Excipit du spectacle Liquescence: danses parisiennes, Université Paris IV, février 2016.

Je rêvai mille nuits d’un enfer, et à mon réveil, je subis autant de déplacements souterrains. En longeant, encore narcotisée, les caves des suppliciés qui de mes cauchemars s’étaient transposés dans ma vie éveillée, je compris qu’il y avait des châtiments bien plus obscurs que la soif ou l’implacable insistance, sur le corps, des matières terrestres. Le feu, l’eau et la pierre étaient des délices comparés à la conscience envahissante qui me fouettait. Elle rampait avec moi à travers les carrières, me suggérait de prendre les détours les plus aqueux, attendant impatiemment ma noyade.

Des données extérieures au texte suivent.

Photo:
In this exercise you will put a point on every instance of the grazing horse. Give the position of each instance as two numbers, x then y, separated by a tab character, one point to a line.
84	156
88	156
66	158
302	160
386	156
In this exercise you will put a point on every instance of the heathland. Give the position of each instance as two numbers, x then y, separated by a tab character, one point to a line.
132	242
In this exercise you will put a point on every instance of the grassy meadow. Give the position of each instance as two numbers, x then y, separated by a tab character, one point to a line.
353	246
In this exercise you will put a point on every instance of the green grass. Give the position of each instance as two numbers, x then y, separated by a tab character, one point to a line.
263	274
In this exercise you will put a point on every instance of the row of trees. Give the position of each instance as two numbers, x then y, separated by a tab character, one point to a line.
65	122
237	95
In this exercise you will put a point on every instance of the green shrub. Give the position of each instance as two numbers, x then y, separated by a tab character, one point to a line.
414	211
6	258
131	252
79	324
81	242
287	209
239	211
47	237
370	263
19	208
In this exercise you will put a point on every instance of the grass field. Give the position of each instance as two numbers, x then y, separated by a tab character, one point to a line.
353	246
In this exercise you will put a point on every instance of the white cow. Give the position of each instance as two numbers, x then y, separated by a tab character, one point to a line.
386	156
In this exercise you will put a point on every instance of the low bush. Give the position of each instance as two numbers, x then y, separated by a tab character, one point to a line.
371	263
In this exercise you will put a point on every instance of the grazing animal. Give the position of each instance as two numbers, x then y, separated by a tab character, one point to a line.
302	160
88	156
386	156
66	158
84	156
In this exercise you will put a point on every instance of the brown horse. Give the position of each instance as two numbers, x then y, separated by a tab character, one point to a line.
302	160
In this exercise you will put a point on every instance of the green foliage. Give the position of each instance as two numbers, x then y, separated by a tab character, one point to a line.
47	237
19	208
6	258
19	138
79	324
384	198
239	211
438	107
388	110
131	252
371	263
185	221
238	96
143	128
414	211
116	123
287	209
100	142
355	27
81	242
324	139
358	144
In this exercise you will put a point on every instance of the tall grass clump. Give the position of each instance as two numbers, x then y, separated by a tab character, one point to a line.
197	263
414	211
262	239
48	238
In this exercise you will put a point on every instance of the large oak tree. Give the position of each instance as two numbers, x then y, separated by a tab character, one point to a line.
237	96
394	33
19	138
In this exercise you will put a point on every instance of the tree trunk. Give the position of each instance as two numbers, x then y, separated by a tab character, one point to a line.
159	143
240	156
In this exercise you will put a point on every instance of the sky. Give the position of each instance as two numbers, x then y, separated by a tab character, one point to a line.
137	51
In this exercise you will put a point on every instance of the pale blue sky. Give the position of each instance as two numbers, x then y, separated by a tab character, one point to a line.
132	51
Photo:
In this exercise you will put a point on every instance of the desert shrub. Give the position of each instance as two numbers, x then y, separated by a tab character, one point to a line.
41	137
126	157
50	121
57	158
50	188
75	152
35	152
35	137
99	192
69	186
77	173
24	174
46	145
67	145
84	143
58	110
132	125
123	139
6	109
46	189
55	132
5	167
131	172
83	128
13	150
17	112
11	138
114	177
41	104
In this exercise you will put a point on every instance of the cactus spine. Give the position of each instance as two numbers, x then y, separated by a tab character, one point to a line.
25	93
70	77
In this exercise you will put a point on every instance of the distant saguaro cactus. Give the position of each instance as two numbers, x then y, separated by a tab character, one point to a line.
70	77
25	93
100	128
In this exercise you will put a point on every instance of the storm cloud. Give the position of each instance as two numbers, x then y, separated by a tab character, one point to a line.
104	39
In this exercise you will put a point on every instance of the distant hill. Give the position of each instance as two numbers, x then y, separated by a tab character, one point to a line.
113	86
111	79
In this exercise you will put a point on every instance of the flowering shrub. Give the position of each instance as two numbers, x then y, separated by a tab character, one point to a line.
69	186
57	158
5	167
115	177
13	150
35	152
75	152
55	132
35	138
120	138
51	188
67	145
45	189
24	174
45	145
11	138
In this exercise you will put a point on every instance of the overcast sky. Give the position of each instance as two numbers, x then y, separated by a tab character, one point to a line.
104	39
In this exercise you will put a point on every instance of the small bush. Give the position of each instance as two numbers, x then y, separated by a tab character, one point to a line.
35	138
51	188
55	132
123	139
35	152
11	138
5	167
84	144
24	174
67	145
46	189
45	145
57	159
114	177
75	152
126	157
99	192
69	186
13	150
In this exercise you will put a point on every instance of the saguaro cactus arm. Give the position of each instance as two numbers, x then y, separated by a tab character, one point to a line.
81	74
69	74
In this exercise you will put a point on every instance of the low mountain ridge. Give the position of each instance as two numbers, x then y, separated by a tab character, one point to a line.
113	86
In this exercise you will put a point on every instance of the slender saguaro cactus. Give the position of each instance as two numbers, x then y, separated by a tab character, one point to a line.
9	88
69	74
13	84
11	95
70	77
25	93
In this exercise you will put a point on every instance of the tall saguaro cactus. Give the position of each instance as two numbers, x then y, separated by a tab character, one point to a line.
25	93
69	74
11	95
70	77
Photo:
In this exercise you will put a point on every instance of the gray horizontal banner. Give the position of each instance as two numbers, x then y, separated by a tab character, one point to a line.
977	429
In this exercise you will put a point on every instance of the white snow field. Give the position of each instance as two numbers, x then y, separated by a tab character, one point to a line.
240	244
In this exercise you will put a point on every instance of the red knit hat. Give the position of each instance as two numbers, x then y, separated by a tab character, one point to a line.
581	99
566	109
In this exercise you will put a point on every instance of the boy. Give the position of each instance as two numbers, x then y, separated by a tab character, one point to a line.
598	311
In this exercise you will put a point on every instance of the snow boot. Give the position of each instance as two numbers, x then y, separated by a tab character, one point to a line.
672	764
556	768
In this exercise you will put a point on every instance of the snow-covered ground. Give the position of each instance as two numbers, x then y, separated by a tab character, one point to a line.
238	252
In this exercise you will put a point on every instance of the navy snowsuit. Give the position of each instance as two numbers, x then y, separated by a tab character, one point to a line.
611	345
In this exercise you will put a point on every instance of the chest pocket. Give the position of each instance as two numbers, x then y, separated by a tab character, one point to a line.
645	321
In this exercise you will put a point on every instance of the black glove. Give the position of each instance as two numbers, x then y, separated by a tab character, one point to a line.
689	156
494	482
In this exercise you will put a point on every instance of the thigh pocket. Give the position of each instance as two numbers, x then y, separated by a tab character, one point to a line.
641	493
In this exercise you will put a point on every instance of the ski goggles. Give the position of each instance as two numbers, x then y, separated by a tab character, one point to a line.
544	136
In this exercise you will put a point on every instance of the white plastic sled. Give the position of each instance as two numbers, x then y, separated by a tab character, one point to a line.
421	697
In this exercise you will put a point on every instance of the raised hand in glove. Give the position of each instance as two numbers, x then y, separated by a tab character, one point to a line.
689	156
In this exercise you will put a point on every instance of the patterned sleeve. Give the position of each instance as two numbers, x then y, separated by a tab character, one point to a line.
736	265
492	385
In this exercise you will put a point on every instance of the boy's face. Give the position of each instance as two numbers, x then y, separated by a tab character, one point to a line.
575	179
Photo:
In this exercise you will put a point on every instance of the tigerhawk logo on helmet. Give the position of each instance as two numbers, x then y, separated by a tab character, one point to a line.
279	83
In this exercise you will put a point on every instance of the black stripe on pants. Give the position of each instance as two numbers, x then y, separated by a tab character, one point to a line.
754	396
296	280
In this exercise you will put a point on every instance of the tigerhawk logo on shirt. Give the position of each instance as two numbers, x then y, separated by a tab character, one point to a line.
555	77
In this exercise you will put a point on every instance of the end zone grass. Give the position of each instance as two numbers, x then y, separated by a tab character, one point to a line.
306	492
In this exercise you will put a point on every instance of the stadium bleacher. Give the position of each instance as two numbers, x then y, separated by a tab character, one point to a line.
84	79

Après des étroites passerelles, où ma conscience rit de me voir allongée dans une eau caverneuse qui remontait jusqu’à mes épaules et cherchait avidement ma bouche et mes narines, je parvins, fort heureusement, à une longue ligne de tourniquets qui semblait n’avoir été fréquentée par personne. Malgré la solitude et le délabrement des murs, je reconnus l’ancien hangar de Denfert-Rochereau. Les panneaux, le comptoir, les portes et les grilles étaient étrangement rouillés, et la lumière qui couronnait la fin des murs était orange et ocre, comme un présage de pluie de feu. En remontant à la surface, j’avais laissé derrière moi une dizaine de flaques d’eau. J’espérais que la moiteur de mes pieds s’évaporerait dans la nouvelle lumière, et je passai de l’autre côté des tourniquets.

Dans son fonds d’orage, la place Denfert-Rochereau était devenue un immense marécage. Même les arbres élançaient leurs maigres troncs vers des altitudes plus sèches. Au bord de l’eau, les branches s’entrecroisaient, formant un treillis jaloux qui parvenait à assombrir le paysage par endroits. Au demeurant, la place était reconnaissable. Quelques capots d’automobiles échouées indiquaient l’ancien l’emplacement de la rotonde, et je pouvais distinguer au milieu du feuillage le grand lion de Belfort. Je compris à ce moment que je n’étais pas destinée à la victoire, et que mon duel avec Paris ne pouvait s’achever en dehors des matières qui nous avaient toujours opposées. Elle était pesante, moi j’étais légère, mais dès que j’avais choisi d’y entrer, son limon m’avait éclaboussée et j’en avais jusqu’aux cuisses. Je devais donc m’y rendre, je devais avancer dans la boue autant que mon corps me le permettrait.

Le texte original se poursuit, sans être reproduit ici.